The learning management system (LMS) was for a long time the centrepiece of the education experience for learners, educators and administrators. But it is now viewed differently by users and stakeholders. It still provides core functionality but in tandem with a suite of other specific digital learning tools and apps with more focused functionality and defined use cases.
This inevitably impacts on how platforms are procured, how the supplier evaluation is weighted and how the learning journey has to be communicated to the end users. Exhaustive feature sets and simple functionality box ticking gives way to the well documented APIs and frictionless extensibility. LMS cannot and should not be expected to do it all. When they claim to, there are bountiful examples of everything being done to a lower standard – the fabled jack of all trades and master of none!

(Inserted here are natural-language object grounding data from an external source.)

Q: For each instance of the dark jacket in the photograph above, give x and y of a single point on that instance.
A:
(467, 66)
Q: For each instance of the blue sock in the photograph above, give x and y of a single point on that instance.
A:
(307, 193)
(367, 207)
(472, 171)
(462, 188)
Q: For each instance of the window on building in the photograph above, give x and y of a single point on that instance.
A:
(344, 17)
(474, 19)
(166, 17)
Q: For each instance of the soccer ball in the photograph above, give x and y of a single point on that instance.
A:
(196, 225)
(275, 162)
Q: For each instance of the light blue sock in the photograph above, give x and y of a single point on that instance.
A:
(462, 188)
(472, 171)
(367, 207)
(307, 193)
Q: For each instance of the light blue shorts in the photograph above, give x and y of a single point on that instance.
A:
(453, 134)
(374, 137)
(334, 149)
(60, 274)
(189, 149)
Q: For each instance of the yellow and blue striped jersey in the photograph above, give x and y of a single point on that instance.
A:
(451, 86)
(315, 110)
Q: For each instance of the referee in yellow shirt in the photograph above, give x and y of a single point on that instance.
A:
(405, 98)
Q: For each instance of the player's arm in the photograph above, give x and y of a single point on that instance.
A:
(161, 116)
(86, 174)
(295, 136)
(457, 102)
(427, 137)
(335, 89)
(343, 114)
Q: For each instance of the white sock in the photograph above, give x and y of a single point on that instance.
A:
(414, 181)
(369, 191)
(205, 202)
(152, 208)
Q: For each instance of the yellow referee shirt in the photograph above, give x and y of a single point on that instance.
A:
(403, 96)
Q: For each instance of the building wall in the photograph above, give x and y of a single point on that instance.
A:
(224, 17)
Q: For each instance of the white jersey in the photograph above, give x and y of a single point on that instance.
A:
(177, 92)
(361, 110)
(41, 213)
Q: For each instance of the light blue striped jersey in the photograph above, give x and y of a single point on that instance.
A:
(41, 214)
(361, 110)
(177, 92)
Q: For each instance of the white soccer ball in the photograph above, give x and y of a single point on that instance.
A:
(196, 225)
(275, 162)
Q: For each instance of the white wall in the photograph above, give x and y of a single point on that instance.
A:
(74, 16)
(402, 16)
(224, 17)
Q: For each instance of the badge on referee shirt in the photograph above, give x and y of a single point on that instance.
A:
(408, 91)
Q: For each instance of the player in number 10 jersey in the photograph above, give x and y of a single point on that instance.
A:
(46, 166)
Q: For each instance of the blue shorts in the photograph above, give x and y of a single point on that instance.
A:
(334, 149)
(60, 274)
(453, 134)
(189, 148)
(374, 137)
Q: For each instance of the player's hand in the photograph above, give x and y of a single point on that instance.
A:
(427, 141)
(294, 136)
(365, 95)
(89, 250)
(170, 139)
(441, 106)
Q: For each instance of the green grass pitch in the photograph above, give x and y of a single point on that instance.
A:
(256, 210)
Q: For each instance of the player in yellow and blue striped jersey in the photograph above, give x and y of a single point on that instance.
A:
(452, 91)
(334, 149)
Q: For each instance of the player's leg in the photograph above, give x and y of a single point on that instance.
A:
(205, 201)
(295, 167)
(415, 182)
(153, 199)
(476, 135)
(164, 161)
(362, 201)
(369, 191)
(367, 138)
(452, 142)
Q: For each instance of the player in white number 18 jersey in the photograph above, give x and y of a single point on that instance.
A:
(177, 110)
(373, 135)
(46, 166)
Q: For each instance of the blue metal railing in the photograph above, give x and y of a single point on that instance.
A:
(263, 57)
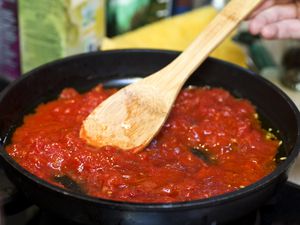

LMS cannot and should not be expected to do it all.
Value of extensibility
The defining characteristic of a modern LMS is the ease with which extensibility is achievable. This impacts on procurement and on how all those involved with digital learning and training and development implement their courses, modules and training.
For the learner, the LMS is still a ‘one stop shop’ but now one that provides instructional signposts to the appropriate digital learning tool based on pedagogical need and organisational ecosystem. Login to your LMS to view your course progressions and submit assignments, go to the video content management system to view video content and upload video assignments, go to the ePortfolio provider to document your learning journey and provide evidence of your achievement of learning goals.
Creating better experience for user
An ecosystem approach where the best in class tools are well integrated using common standards (API and LTI for example) yields a better experience with more accessibility for the learner when appropriately signposted in courses. Crucially, it provides additional functionality and pedagogical flexibility for instructional designers, educational developers and subject matter experts also.